Nach der Pandemie wird der Terminplan wieder entspannter ausfallen, es wird deutlich weniger Absagen und Verschiebungen geben, sodass die Häufigkeit von Doubleheadern generell wieder zurückgehen wird, weshalb es dann eigentlich keine Sieben-Inning-Doubleheader mehr bräuchte. Und das wäre letztlich auch besser, zumal solche Doubleheader in dieser Saison naturgemäß ungleich verteilt waren. Um einen ausgeglichenen Wettbewerb zu gewährleisten, wäre es daher wünschenswert, wieder zu Neun-Inning-Spielen in Doubleheadern zurückzukehren.

Erweiterung der Playoffs

Die Playoffs wurden in der abgelaufenen Saison von sonst zehn auf 16 Teams erweitert. Hauptgrund dafür war, dass man dadurch eine Wildcard-Runde mit insgesamt acht Drei-Spiele-Serien einführen und diese extra vermarkten konnte. Das brachte Medienberichten zufolge zusätzliche TV-Einnahmen in Höhe von rund einer Milliarde Dollar.

Es war essenziell ein "Money Grab", um die verminderten Einnahmen aus der verkürzten Saison und des Ausschlusses von Zuschauern in den Ballparks irgendwie abzufedern. Doch nun stellt sich die Frage, ob das neue Format beibehalten wird.

"Jein", ist von Commissioner Manfred zu hören. Noch während der Playoffs erklärte er in der Radioshow "The Dan Patrick Show", dass "16 Teams nicht die richtige Zahl" sei.

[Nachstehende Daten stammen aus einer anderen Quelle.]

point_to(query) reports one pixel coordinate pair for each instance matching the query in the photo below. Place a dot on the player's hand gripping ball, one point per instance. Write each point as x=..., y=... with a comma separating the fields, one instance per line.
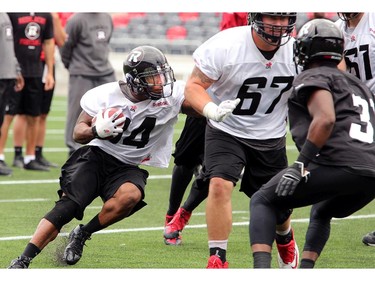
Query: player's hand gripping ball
x=108, y=123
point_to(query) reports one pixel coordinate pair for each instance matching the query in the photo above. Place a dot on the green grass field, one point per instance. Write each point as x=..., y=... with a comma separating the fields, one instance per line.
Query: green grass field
x=137, y=242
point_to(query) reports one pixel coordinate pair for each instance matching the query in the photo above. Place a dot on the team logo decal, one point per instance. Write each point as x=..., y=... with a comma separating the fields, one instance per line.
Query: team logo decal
x=32, y=31
x=135, y=57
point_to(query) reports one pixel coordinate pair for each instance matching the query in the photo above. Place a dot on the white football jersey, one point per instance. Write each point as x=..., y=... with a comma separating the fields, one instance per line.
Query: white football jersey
x=147, y=137
x=360, y=48
x=232, y=58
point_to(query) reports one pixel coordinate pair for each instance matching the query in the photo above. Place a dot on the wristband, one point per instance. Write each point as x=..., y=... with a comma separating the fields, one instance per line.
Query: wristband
x=308, y=152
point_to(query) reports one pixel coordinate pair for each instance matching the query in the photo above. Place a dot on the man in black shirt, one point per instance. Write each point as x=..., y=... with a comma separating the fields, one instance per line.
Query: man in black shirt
x=332, y=120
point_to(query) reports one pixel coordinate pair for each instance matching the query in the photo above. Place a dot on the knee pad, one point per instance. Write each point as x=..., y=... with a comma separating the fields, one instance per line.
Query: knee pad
x=283, y=215
x=63, y=212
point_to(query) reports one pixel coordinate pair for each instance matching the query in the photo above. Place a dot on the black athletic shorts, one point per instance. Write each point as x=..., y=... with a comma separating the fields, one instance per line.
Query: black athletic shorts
x=6, y=89
x=29, y=100
x=190, y=146
x=227, y=155
x=90, y=173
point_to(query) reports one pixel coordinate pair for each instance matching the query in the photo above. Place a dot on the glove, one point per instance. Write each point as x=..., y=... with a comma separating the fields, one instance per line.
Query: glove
x=292, y=177
x=219, y=113
x=106, y=127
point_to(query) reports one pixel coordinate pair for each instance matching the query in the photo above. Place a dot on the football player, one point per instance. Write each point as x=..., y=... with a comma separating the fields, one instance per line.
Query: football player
x=332, y=119
x=150, y=101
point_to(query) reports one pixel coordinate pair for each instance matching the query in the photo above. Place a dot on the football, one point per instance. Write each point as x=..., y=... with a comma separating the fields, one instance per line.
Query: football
x=112, y=111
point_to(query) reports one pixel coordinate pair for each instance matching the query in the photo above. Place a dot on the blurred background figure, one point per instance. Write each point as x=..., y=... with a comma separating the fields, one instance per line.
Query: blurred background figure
x=10, y=76
x=32, y=33
x=85, y=54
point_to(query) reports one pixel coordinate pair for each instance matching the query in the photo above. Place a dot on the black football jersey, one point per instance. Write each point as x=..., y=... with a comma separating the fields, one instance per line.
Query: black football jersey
x=351, y=143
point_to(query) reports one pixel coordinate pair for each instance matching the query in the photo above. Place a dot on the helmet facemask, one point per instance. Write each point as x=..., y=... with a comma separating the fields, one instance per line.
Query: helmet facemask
x=347, y=16
x=318, y=39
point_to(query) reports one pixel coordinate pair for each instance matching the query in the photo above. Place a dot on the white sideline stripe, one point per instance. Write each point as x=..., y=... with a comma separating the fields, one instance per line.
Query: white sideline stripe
x=63, y=149
x=109, y=231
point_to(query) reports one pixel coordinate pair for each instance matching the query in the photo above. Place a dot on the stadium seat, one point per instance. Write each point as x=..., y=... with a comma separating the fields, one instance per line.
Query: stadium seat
x=176, y=32
x=184, y=17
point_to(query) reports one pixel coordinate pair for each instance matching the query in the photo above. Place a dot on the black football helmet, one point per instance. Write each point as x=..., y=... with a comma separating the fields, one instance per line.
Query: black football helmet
x=148, y=73
x=347, y=16
x=277, y=32
x=318, y=39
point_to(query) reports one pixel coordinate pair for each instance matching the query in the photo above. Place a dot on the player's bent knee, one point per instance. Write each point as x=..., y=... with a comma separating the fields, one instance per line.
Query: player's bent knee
x=63, y=212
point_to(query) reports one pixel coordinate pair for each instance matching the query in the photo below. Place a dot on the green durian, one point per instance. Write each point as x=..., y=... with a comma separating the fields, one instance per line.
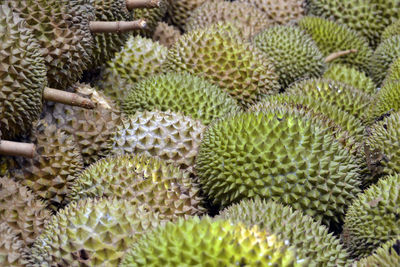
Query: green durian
x=182, y=93
x=372, y=218
x=294, y=54
x=278, y=155
x=203, y=242
x=311, y=239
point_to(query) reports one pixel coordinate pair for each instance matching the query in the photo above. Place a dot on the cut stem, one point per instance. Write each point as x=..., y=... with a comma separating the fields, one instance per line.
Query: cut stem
x=116, y=26
x=132, y=4
x=67, y=98
x=338, y=54
x=11, y=148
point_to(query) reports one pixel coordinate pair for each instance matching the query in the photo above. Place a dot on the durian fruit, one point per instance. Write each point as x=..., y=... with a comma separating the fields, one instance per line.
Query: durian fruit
x=311, y=239
x=219, y=56
x=182, y=93
x=203, y=242
x=387, y=255
x=294, y=54
x=280, y=11
x=170, y=136
x=11, y=247
x=247, y=18
x=372, y=218
x=91, y=129
x=350, y=76
x=384, y=55
x=21, y=210
x=141, y=179
x=278, y=155
x=331, y=37
x=53, y=169
x=166, y=34
x=139, y=58
x=92, y=232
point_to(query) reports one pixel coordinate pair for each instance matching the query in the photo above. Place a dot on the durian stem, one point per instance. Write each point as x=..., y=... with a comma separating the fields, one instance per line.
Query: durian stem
x=67, y=98
x=132, y=4
x=10, y=148
x=338, y=54
x=116, y=26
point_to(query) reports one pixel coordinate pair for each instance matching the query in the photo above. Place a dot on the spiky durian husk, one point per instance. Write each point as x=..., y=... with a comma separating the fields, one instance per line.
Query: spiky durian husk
x=22, y=210
x=139, y=58
x=284, y=156
x=141, y=179
x=182, y=93
x=55, y=166
x=332, y=37
x=218, y=55
x=280, y=11
x=372, y=218
x=92, y=232
x=167, y=135
x=91, y=128
x=247, y=18
x=22, y=75
x=62, y=29
x=384, y=55
x=311, y=239
x=294, y=54
x=204, y=242
x=350, y=76
x=166, y=34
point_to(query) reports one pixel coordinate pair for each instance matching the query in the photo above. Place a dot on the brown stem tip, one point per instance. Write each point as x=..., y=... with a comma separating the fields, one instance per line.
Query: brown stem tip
x=67, y=98
x=116, y=26
x=11, y=148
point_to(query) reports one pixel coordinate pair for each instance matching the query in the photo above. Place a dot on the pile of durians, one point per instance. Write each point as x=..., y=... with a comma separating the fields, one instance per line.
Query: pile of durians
x=199, y=133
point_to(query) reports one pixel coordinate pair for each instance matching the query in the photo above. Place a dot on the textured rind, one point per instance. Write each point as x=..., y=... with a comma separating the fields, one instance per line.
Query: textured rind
x=140, y=58
x=141, y=179
x=350, y=76
x=170, y=136
x=311, y=239
x=279, y=156
x=182, y=93
x=331, y=37
x=293, y=53
x=204, y=242
x=384, y=55
x=11, y=247
x=371, y=219
x=22, y=210
x=54, y=167
x=247, y=18
x=92, y=233
x=280, y=11
x=218, y=55
x=22, y=75
x=91, y=128
x=62, y=29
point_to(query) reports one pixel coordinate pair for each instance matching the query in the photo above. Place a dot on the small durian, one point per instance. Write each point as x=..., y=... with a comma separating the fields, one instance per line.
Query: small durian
x=181, y=93
x=372, y=218
x=207, y=242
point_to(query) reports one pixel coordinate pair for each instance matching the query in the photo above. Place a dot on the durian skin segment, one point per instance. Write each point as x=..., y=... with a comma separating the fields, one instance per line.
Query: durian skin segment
x=217, y=54
x=311, y=239
x=141, y=179
x=243, y=156
x=102, y=228
x=332, y=37
x=371, y=220
x=22, y=75
x=294, y=54
x=207, y=242
x=182, y=93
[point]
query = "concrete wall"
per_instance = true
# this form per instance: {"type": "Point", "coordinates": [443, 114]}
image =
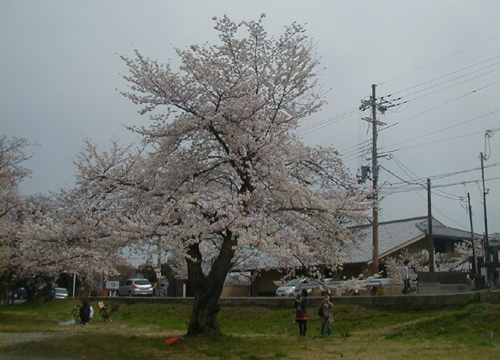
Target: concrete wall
{"type": "Point", "coordinates": [401, 301]}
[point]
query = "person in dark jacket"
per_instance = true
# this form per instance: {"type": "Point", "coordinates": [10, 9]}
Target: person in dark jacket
{"type": "Point", "coordinates": [301, 312]}
{"type": "Point", "coordinates": [85, 313]}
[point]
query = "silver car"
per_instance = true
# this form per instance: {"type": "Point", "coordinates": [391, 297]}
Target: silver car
{"type": "Point", "coordinates": [60, 293]}
{"type": "Point", "coordinates": [288, 289]}
{"type": "Point", "coordinates": [134, 287]}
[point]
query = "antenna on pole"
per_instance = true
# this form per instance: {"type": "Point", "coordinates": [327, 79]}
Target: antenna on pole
{"type": "Point", "coordinates": [381, 106]}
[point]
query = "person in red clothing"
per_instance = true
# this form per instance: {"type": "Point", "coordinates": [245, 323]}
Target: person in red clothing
{"type": "Point", "coordinates": [301, 312]}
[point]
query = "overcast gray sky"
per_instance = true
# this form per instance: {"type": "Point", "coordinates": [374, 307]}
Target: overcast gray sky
{"type": "Point", "coordinates": [60, 71]}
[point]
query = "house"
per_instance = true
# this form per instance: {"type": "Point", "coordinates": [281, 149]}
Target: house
{"type": "Point", "coordinates": [394, 237]}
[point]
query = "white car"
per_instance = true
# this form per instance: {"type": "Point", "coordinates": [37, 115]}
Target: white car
{"type": "Point", "coordinates": [288, 290]}
{"type": "Point", "coordinates": [60, 293]}
{"type": "Point", "coordinates": [134, 287]}
{"type": "Point", "coordinates": [313, 286]}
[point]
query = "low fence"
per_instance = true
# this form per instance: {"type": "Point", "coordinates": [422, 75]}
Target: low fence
{"type": "Point", "coordinates": [401, 301]}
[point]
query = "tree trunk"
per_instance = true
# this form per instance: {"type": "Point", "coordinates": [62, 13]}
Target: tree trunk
{"type": "Point", "coordinates": [208, 288]}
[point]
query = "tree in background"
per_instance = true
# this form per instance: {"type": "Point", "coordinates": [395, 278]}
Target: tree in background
{"type": "Point", "coordinates": [221, 176]}
{"type": "Point", "coordinates": [42, 237]}
{"type": "Point", "coordinates": [12, 173]}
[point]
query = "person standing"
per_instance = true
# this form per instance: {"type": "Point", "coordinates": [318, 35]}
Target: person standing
{"type": "Point", "coordinates": [301, 312]}
{"type": "Point", "coordinates": [405, 275]}
{"type": "Point", "coordinates": [327, 317]}
{"type": "Point", "coordinates": [85, 313]}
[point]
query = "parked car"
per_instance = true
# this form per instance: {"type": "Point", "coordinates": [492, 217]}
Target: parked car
{"type": "Point", "coordinates": [313, 286]}
{"type": "Point", "coordinates": [19, 292]}
{"type": "Point", "coordinates": [134, 287]}
{"type": "Point", "coordinates": [289, 288]}
{"type": "Point", "coordinates": [60, 293]}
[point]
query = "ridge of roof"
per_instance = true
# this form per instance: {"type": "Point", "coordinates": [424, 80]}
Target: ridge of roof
{"type": "Point", "coordinates": [417, 218]}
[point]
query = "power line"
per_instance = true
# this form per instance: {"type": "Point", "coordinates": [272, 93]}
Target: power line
{"type": "Point", "coordinates": [442, 59]}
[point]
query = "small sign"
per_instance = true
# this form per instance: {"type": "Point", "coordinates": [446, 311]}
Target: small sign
{"type": "Point", "coordinates": [112, 285]}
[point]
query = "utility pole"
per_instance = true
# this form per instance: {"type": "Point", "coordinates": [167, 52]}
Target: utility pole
{"type": "Point", "coordinates": [382, 107]}
{"type": "Point", "coordinates": [486, 240]}
{"type": "Point", "coordinates": [430, 238]}
{"type": "Point", "coordinates": [375, 181]}
{"type": "Point", "coordinates": [474, 256]}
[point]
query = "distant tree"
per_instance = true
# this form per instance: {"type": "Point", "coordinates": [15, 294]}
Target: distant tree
{"type": "Point", "coordinates": [221, 177]}
{"type": "Point", "coordinates": [12, 173]}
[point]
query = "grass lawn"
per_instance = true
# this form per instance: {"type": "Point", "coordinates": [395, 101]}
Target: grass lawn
{"type": "Point", "coordinates": [253, 332]}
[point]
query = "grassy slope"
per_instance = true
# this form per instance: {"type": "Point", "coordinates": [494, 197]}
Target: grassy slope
{"type": "Point", "coordinates": [260, 333]}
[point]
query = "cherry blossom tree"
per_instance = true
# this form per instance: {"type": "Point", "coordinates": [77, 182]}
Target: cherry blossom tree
{"type": "Point", "coordinates": [221, 176]}
{"type": "Point", "coordinates": [42, 237]}
{"type": "Point", "coordinates": [12, 173]}
{"type": "Point", "coordinates": [458, 261]}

Ein größeres Playoff-Feld als die bisherigen zehn jedoch gefalle ihm sehr wohl.

Lange vor Covid war die Rede von einem Plan, auf 14 Teams aufzustocken. Die Idee war es, dass der jeweilige Top-Seed ähnlich wie in der NFL ein Freilos für Runde 1 hätte, während die Plätze 2 bis 7, bestehend aus den zwei weiteren Division-Siegern und den besten übrigen Teams der Saison, untereinander eine Wildcard-Runde mit insgesamt sechs Drei-Spiele-Serien austragen würden. Von da an ginge es dann im üblichen Format weiter. Sprich: Maximal fünf Spiele in den League Division Series und eben maximal sieben in League Championship und World Series.

Während nichts dagegen spräche, einfach weiterhin maximal fünf Teams pro Liga in die Playoffs zu lassen - bei 30 Teams in der Liga ist das eine gute Zahl, die wirklich die besten Teams einer Saison belohnt -, ist eine Erweiterung zumindest mal nicht komplett verwerflich. 16 Teams allerdings sind definitiv zu viele, denn das sind mehr als die Hälfte der Liga. Und so kommt es dann zu unschönen Situationen, in denen Teams mit negativer Bilanz an der Postseason teilnehmen, was sich einfach falsch anfühlt. Bei 60 Spielen nimmt man es unter den gegebenen Umständen hin, über 162 aber spräche das wirklich nicht für die Gesamtqualität des Wettbewerbs.

Unterm Strich ist eine Erweiterung der Playoffs aber mehr als nur denkbar, denn sie brächte wie nun schon gesehen eine deutliche Steigerung der TV-Einnahmen. Ein klarer Motivator für alle Beteiligten. Und das Produkt an sich war für den Zuschauer durchaus auch attraktiv mit den zahlreichen Spielen an einem Tag in Runde eins. Davon darf es gerne mehr geben.